If behavior is mostly stateless — settings pages, simple CRUD — per-preview is fine. Seed lightly.
Migration frequency
Rare migrations, shared is reasonable. Frequent migrations, multiple per PR, per-preview is much safer. Shared databases under heavy migration pressure become a coordination nightmare.
Team size
3 engineers with 5 active PRs can run a shared database fine. 30 engineers with 80 active PRs cannot — per-preview isolation isn’t optional at that scale.
Cost-per-preview budget
Hard cap on per-PR cost? Per-preview Postgres may not fit. Hybrid (per-preview app, shared database) is a real option.
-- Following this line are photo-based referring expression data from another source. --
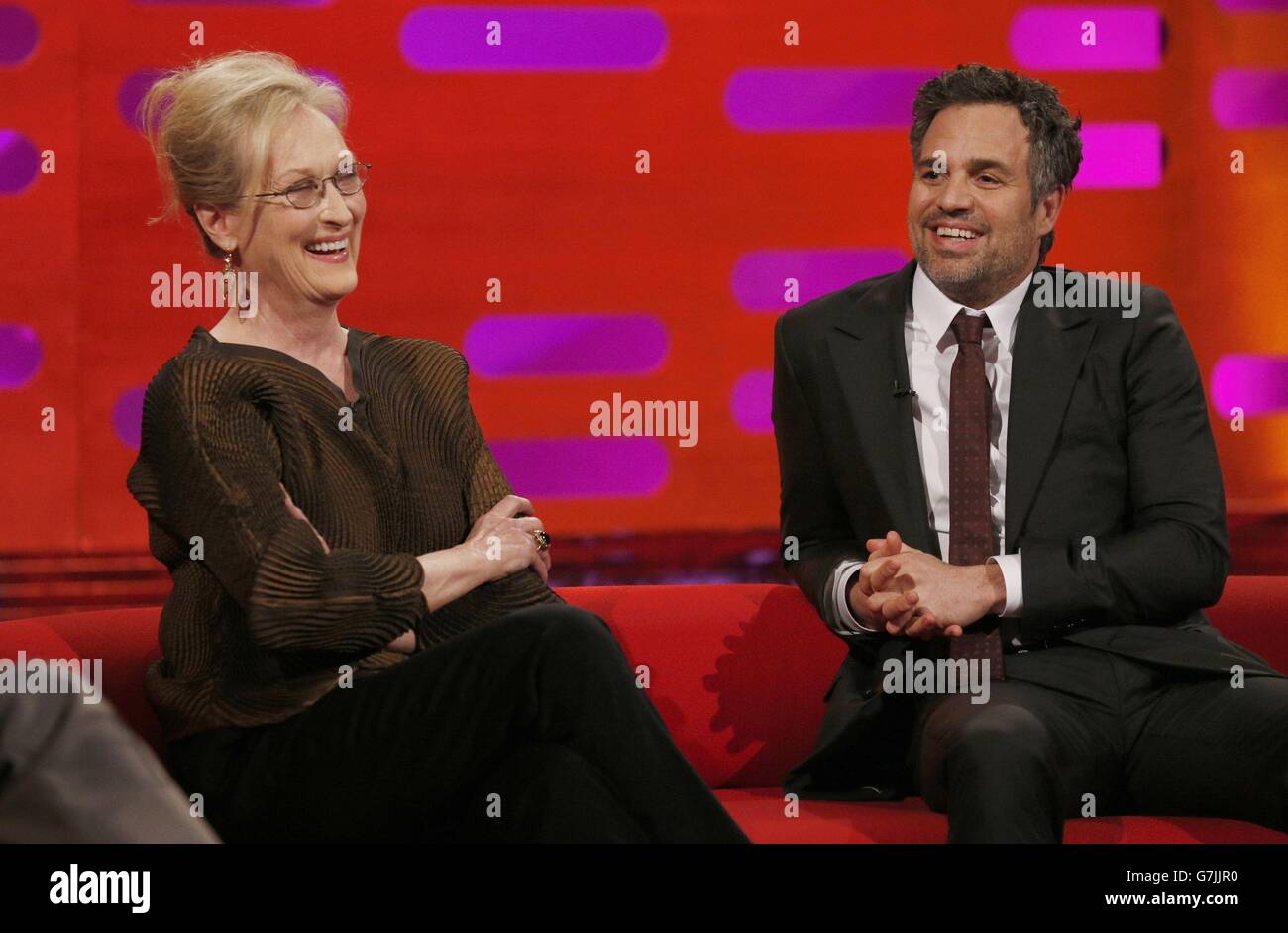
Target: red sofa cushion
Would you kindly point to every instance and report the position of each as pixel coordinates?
(738, 674)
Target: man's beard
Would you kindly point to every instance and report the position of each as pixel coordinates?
(974, 280)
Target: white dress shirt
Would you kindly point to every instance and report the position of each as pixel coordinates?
(931, 349)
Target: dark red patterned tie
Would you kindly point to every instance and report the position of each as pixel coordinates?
(970, 533)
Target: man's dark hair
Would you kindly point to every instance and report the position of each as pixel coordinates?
(1055, 147)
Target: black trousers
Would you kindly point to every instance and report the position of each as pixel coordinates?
(527, 729)
(1133, 739)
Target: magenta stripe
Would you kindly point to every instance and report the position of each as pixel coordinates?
(1121, 156)
(236, 3)
(1248, 98)
(566, 344)
(750, 402)
(759, 275)
(584, 467)
(1050, 38)
(1252, 5)
(20, 162)
(532, 39)
(18, 35)
(1254, 382)
(21, 354)
(823, 98)
(128, 416)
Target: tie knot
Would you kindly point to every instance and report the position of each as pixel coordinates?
(969, 328)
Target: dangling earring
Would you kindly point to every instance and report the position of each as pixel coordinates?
(230, 278)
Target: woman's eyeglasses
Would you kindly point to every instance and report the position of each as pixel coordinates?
(308, 192)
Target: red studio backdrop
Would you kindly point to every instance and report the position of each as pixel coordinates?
(616, 280)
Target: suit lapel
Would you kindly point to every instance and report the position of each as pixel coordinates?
(868, 353)
(1050, 345)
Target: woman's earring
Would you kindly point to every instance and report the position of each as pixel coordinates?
(230, 279)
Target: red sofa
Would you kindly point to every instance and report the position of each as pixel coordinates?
(738, 674)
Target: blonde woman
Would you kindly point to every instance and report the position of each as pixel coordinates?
(360, 643)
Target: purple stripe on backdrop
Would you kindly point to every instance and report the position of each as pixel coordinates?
(533, 39)
(823, 98)
(1250, 5)
(236, 3)
(20, 162)
(1254, 382)
(584, 467)
(20, 356)
(132, 90)
(566, 344)
(1050, 38)
(759, 275)
(750, 402)
(18, 35)
(1247, 98)
(128, 416)
(140, 82)
(1121, 156)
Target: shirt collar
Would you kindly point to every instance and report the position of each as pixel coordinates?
(935, 310)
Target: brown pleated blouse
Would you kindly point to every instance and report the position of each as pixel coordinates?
(262, 618)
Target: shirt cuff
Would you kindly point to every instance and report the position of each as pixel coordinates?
(840, 618)
(1013, 574)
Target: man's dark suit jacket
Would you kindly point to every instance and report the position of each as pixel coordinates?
(1108, 438)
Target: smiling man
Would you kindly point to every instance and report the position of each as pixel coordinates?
(1024, 486)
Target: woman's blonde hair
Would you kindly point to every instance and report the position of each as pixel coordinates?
(209, 126)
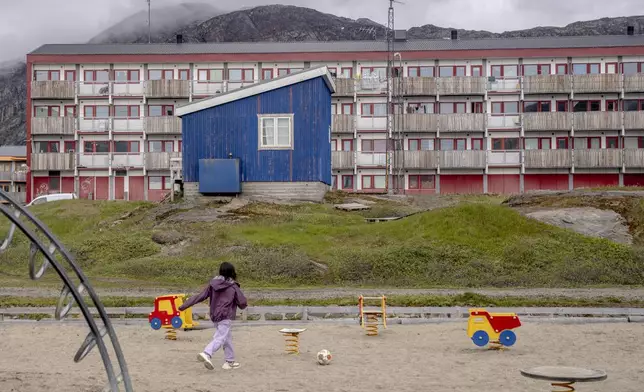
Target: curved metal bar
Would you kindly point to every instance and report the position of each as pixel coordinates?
(70, 288)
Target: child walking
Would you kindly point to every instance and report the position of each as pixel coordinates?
(225, 297)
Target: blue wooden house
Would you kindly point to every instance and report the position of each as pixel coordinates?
(271, 138)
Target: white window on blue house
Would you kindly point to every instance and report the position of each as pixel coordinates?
(275, 131)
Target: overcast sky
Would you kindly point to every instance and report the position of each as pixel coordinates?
(26, 24)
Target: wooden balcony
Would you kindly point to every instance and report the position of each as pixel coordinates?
(462, 159)
(547, 84)
(56, 89)
(167, 88)
(461, 122)
(633, 120)
(597, 121)
(418, 122)
(53, 161)
(598, 158)
(53, 125)
(162, 125)
(159, 160)
(342, 160)
(547, 121)
(597, 83)
(462, 85)
(634, 83)
(343, 123)
(547, 159)
(634, 158)
(419, 86)
(344, 87)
So is “previews only on labeled PRs.”
App behavior shaped by data
App behaves the same given any reasonable data (“list of things with CRUD”)? Shared is fine. App logic depends on the specifics (billing prorations, multi-tenant config, workflow state machines)? Per-preview lets you control what’s there.
Worked examples
Typical SaaS, mid-sized team, mostly CRUD. Per-preview with synthetic seed. Isolation is worth the cost, the seed is small enough to be fast.
Multi-tenant B2B with frequent schema changes. Per-preview, full stop. Migration coordination on a shared database with five teams is a recurring outage source.
Analytics-heavy app, large reference data. Hybrid. Per-preview transactional database plus a shared read-only reference database. Reset reference quarterly.
Three-person pre-seed startup. Shared dev database. Coordination cost is zero. Migrate when you cross 8 engineers or 20 active PRs.
Federal contractor. Per-preview, synthetic seed, full lifecycle audit. Shared is hard to defend in security review. Federal contractor guide.
The hybrid pattern
Many teams end up with a hybrid: per-preview transactional database (each PR has its own users, projects, orders) on top of a shared reference database (currencies, country codes, taxonomies, ML artifacts).
You get most of per-preview’s isolation without paying to regenerate large reference data. The cost is operational complexity — two database lifecycles, two connection pools, two migration regimes.
Worth it when reference data is genuinely large (gigabytes) or expensive to generate (model artifacts, derived analytics). Overkill when it isn’t.
Our default recommendation
For most teams, most of the time: per-preview database, fully synthetic seed, deterministic, torn down on PR close. The isolation is worth the cost. The migration realism is worth the boot time. The compliance story is worth the operational work.
Move to shared only when you’ve hit a specific cost or boot-time constraint you can articulate and per-preview can’t satisfy. “Shared because we never thought about it” is the wrong reason and the source of most pain we see.
If you’d rather not build the per-preview database lifecycle yourself — provisioning, migration, seeding, teardown — that’s what PreviewProof handles by default, with the option to point at a shared reference database for data you don’t want regenerated. The trade-offs above hold regardless of which tool you pick. If your shared dev database is working, keep it. The decision framework is the part that matters.